Berk Alpay

I'm a computer science and math major now doing a PhD in Systems, Synthetic, and Quantitative Biology at Harvard in Michael Desai's lab. I work on a bunch of different kinds of problems but my current interests are protein fitness landscapes, clinical data analysis, and Bayesian statistics.



Effects of selection stringency on the outcomes of directed evolution [link]

Berk A. Alpay and Michael M. Desai

Directed evolution — repeatly mutagenizing and selecting better-performing variants — is a powerful tool to engineer proteins. By analysis and simulation of statistical models of this process, we describe how selection stringency (how harshly one selects at each step) affects success.


Eliciting a single amino acid change by vaccination generates antibody protection against group 1 and group 2 influenza A viruses [link]

Rashmi Ray*, Faez A.N. Mohamed*, Daniel P. Maurer*, Jiachen Huang*, Berk A. Alpay, ..., Aaron G. Schmidt, Facundo D. Batista, Daniel Lingwood

Flu mutates, evading antibodies specialized against prior subtypes. Even antibodies that broadly neutralize a group of influenza A subtypes can rarely neutralize the other group. This study shows that a vaccine enables cross-group protection in humanized mice by a single amino acid change in a class of precursor antibodies.

Blood Neoplasia

Comparison of TP53 mutations in myelodysplasia and acute leukemia suggests divergent roles in initiation and progression [link]

Ashwini Jambhekar, Emily E. Ackerman, Berk A. Alpay, Galit Lahav, Scott B. Lovitch

Mutations to the gene TP53 are crucial to the progression of cancer including myeloid neoplasms. However, the clinical importance of the kind of mutation in these cancers is not very well understood. This study compares TP53 mutations across subtypes of myeloid neoplasms from data of hundreds of patients.

Drug Discov. Today

Evaluating molecular fingerprint-based models of drug side effects against a statistical control [link]

Berk A. Alpay, Mark Gosink, Derek Aguiar

The AUC and AUPR are metrics commonly used to evaluate models that predict the side effects of drugs using their molecular features. However, the baseline AUC and AUPR depend on the statistical properties of the ground truth. We analyze this dependence and ask: to what degree do models actually benefit from molecular fingerprints?


Combinatorial and statistical prediction of gene expression from haplotype sequence [link]

Berk A. Alpay*, Pinar Demetci*, Sorin Istrail, Derek Aguiar

Studies have genotyped and measured the gene expression levels of many people.
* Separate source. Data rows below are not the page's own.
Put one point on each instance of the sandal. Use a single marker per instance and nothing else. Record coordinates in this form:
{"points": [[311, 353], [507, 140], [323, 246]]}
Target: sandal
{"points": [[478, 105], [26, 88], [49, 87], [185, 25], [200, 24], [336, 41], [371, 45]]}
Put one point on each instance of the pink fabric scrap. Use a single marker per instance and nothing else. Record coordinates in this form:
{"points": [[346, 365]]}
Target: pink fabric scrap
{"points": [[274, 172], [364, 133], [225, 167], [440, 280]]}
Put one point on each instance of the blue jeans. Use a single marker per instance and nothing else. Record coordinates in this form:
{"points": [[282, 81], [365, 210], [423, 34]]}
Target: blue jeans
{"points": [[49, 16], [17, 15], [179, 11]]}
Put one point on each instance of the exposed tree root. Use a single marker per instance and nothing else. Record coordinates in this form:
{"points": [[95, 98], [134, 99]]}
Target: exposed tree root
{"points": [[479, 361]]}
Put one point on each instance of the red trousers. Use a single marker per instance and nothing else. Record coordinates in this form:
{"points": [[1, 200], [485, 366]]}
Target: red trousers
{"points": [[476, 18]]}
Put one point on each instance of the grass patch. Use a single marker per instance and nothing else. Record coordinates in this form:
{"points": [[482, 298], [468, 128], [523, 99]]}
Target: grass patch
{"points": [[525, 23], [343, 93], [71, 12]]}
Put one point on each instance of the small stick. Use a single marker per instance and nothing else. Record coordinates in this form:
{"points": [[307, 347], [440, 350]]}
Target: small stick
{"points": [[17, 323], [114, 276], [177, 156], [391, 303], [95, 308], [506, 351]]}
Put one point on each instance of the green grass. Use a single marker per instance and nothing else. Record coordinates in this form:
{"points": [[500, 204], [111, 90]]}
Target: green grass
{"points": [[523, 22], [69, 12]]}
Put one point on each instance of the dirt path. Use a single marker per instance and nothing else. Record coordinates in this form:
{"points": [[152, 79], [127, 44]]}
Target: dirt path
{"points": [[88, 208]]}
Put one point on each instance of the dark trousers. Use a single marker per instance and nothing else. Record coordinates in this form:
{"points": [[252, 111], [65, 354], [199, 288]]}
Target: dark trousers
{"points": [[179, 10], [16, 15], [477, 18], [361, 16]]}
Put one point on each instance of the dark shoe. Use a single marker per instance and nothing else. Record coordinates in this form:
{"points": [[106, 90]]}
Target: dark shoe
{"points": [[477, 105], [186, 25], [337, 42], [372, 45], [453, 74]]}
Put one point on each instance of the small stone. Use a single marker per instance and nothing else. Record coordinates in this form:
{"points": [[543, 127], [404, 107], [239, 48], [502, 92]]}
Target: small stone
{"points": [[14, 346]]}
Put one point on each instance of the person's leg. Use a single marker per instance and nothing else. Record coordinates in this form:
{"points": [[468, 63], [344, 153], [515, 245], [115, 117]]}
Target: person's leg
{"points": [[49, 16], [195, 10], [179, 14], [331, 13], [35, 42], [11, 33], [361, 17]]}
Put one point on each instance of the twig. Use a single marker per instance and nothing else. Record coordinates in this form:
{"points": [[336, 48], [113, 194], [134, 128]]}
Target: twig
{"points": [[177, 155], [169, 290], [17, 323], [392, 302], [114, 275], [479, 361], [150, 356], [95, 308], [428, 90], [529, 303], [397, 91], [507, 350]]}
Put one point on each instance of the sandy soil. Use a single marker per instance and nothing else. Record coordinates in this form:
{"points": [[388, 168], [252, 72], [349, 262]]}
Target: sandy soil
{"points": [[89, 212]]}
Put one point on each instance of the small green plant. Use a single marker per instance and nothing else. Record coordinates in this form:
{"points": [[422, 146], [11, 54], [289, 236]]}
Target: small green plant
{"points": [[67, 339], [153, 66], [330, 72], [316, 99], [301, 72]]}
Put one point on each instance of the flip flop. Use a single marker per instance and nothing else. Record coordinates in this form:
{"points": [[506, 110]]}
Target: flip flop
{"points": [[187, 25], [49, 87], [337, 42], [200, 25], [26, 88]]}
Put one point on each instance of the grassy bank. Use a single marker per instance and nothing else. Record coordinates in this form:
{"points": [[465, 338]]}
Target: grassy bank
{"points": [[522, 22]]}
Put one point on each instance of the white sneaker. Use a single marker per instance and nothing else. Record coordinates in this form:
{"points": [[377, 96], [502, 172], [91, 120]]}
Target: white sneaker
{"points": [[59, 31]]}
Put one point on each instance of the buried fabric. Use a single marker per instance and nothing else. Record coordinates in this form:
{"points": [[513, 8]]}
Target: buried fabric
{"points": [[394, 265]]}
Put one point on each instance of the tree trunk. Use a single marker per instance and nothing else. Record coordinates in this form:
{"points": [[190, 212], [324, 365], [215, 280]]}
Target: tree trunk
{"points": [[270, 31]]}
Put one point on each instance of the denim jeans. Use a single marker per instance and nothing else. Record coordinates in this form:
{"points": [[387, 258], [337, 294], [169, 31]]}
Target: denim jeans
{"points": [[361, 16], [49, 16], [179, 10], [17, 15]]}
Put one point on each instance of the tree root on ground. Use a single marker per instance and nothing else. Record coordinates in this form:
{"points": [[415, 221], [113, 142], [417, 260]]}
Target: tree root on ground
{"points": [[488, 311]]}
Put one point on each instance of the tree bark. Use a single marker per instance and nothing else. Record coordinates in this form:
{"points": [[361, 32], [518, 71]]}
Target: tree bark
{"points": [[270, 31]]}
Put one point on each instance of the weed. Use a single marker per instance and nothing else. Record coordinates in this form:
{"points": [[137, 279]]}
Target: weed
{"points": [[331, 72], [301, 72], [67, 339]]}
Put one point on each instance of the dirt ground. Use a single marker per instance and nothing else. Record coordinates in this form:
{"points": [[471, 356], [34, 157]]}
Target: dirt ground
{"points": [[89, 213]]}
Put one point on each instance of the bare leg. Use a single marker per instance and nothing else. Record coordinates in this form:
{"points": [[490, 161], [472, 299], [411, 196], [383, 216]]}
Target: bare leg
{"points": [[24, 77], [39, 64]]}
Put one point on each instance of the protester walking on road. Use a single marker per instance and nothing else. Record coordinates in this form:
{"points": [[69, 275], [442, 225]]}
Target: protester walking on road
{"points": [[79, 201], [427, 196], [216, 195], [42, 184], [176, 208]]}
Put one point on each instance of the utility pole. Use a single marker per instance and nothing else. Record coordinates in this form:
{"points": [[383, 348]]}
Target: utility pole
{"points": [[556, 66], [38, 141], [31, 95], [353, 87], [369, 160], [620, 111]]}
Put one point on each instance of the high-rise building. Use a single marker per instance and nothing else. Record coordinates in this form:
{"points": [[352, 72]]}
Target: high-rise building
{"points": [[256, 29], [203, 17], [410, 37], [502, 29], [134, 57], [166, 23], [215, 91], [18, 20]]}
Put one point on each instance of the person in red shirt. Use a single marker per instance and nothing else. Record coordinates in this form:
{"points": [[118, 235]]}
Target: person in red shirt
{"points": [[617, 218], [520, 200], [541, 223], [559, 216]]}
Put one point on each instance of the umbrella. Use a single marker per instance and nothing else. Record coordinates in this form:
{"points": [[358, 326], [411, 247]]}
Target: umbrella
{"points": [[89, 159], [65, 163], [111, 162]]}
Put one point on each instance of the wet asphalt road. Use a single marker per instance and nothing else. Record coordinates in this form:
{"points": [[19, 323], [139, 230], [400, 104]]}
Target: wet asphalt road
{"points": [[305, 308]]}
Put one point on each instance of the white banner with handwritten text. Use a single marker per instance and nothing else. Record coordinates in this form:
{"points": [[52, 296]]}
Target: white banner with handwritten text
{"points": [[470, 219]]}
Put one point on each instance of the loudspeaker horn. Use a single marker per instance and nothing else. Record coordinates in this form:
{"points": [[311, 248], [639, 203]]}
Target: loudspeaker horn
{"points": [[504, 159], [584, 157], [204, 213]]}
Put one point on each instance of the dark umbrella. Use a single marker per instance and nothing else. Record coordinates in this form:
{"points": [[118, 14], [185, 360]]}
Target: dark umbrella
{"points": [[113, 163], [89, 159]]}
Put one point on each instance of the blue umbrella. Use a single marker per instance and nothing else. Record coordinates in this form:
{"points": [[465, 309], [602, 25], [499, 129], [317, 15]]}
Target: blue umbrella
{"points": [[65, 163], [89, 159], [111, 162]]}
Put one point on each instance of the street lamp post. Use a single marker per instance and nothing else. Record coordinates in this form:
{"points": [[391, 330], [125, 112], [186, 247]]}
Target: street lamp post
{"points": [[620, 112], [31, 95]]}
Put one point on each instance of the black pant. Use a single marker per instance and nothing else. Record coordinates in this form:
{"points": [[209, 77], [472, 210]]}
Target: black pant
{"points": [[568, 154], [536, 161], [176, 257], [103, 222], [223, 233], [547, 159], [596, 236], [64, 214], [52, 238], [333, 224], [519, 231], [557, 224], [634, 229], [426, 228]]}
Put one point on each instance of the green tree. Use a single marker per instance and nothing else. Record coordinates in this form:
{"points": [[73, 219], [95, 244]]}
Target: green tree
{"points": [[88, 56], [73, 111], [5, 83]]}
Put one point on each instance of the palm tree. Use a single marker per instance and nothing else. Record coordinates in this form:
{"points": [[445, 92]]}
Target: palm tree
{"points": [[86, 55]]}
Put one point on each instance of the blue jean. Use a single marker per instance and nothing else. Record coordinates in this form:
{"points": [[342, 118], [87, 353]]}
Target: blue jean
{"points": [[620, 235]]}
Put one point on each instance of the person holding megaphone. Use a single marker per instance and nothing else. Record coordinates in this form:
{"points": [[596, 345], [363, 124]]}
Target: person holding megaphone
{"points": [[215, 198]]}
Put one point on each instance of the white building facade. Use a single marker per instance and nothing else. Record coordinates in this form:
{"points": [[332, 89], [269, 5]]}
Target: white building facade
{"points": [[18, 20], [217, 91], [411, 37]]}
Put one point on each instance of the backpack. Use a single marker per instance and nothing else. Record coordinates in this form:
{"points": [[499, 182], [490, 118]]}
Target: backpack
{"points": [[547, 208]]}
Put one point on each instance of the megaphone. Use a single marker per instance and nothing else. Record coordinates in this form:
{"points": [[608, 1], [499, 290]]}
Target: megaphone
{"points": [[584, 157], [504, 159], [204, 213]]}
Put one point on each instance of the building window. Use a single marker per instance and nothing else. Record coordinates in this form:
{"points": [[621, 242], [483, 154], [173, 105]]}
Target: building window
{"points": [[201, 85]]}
Using this data, one can investigate how genotype influences gene expression, useful for understanding complex traits and diseases. We model gene expression, accounting for interactions among genetic markers. By doing so, we more accurately predict the expression of a large subset of genes.


Dynamic modeling of power outages caused by thunderstorms [link]

Berk A. Alpay, David Wanik, Peter Watson, Diego Cerrai, Guannan Liang, Emmanouil Anagnostou

Thunderstorms can cause many power outages in a short period. Predicting these outages is challenging using models that summarize the weather over the entire course of the storm. Instead, we develop a framework for models to learn the dynamics of thunderstorm-caused outages directly from hourly weather forecasts.